International parties have voiced their concern and condemnation after the Sudanese military staged a coup, arresting the prime minister as well as other senior civilian leaders and dissolving the government.
In a statement on Monday, African Union Commission Chairperson Moussa Faki Mahamat demanded the release of Prime Minister Abdalla Hamdok and other officials of the transitional government, and called on the Sudanese military to respect human rights.
“The chairperson calls for the immediate resumption of consultations between civilians and military,” Mahamat said, adding that dialogue and consensus was the only path to “save the country and its democratic transition.”
Neighboring Egypt and regional power Saudi Arabia both called for restraint and demanded that all parties work for the welfare of the country.
Britain, the former colonial ruler of Sudan, described the coup as “an unacceptable betrayal of the Sudanese people and their democratic transition.” Britain’s Africa minister, Vicky Ford, tweeted that those who did not respect the right to protest must be held to account – seemingly a reference to reports that demonstrators had been fired on by the military.
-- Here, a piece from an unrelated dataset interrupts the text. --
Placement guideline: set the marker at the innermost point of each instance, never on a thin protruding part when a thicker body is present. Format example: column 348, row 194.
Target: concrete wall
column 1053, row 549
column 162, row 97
Ford also demanded civilian leaders be released from their captivity.
“The actions of the military represent a betrayal of the revolution, the transition, and the legitimate requests of the Sudanese people for peace, justice, and economic development,” European Union foreign policy chief Josep Borrell argued.
The US Embassy in Khartoum said it was “gravely concerned” by reports that the military had acted against the civilian government, and “condemned” actions that undermined the country’s transition to democracy.
Mirroring Western bodies, the UN also reiterated calls for the release of the prime minister. “All parties must immediately return to dialogue and engage in good faith to restore the constitutional order,” according to the organization’s special representative in Sudan, Volker Perthes.
Earlier on Monday, Sudan’s military detained Hamdok and other ministers in pre-dawn raids. Shortly after, Abdel Fattah al-Burhan, the head of the Sovereign Council of military and civilian members that runs the country, declared a state of emergency and dissolved the government.
In recent days, there have been massive counter rallies in Sudan as people voiced their support for both the military and civilian leaders.
The Sovereign Council had been tasked with overseeing a four-year transition to democracy after long-time leader Omar al-Bashir was removed from power in 2019 in the wake of months of civil unrest and protests.